In Guarisma v. Microsoft Corp., the named plaintiff, Carlos Guarisma, filed a putative class action against Microsoft in November 2015, alleging that the software company’s retail stores printed transaction receipts that revealed more than the last five digits of purchasers’ debit and credit card numbers, in violation of FACTA. Microsoft subsequently filed a motion to dismiss based on the Supreme Court’s decision in Spokeo, Inc. v. Robins, arguing that Guarisma does not have standing because he cannot demonstrate a concrete injury. In opposition, Guarisma argued that “Microsoft’s violation of the FACTA constitutes a concrete injury in and of itself because Congress created a substantive right for individuals to receive printed receipts that truncate their personal credit card information, in order to decrease the ever-present threat of identity theft.” The Court agreed with Guarisma, stating that “[t]he Court is persuaded Congress intended to create a substantive right,” and thus held that Guarisma “personally suffered a concrete harm in receiving a receipt that violated this statute, [and] sufficiently alleged an injury-in-fact so as to confer standing.”

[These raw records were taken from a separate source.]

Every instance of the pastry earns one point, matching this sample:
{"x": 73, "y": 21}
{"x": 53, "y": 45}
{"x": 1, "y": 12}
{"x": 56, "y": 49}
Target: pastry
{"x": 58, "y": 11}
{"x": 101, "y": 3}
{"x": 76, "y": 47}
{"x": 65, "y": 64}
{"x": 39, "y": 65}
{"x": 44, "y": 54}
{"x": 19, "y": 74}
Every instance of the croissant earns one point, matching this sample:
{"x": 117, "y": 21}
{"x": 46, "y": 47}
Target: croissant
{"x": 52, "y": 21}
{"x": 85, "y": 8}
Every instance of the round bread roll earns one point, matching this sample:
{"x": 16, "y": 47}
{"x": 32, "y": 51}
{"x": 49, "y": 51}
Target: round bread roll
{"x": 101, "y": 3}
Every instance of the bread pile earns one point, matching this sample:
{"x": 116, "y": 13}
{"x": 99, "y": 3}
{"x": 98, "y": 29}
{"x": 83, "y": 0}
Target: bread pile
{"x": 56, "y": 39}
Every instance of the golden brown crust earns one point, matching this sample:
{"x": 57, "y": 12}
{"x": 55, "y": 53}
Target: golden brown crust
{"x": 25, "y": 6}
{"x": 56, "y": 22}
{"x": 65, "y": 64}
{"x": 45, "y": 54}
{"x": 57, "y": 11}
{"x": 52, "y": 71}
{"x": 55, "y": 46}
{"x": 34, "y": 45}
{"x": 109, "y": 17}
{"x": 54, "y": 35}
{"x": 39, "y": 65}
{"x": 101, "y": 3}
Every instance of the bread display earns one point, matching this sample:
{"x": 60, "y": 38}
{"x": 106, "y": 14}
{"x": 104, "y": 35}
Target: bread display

After the Court denied Microsoft’s motion, the parties engaged in discovery, participated in a private mediation, and ultimately reached a settlement. Under the settlement agreement, Microsoft will pay almost $1.2 million to settlement class members, who consist of all persons who, when making a payment for a transaction at a Microsoft retail store, were provided with a point-of-sale receipt that displayed more than the last five digits of his or her credit or debit card number from November 20, 2013 to the present. The settlement class consists of approximately 66,000 individuals.
A final fairness hearing is scheduled for July 27.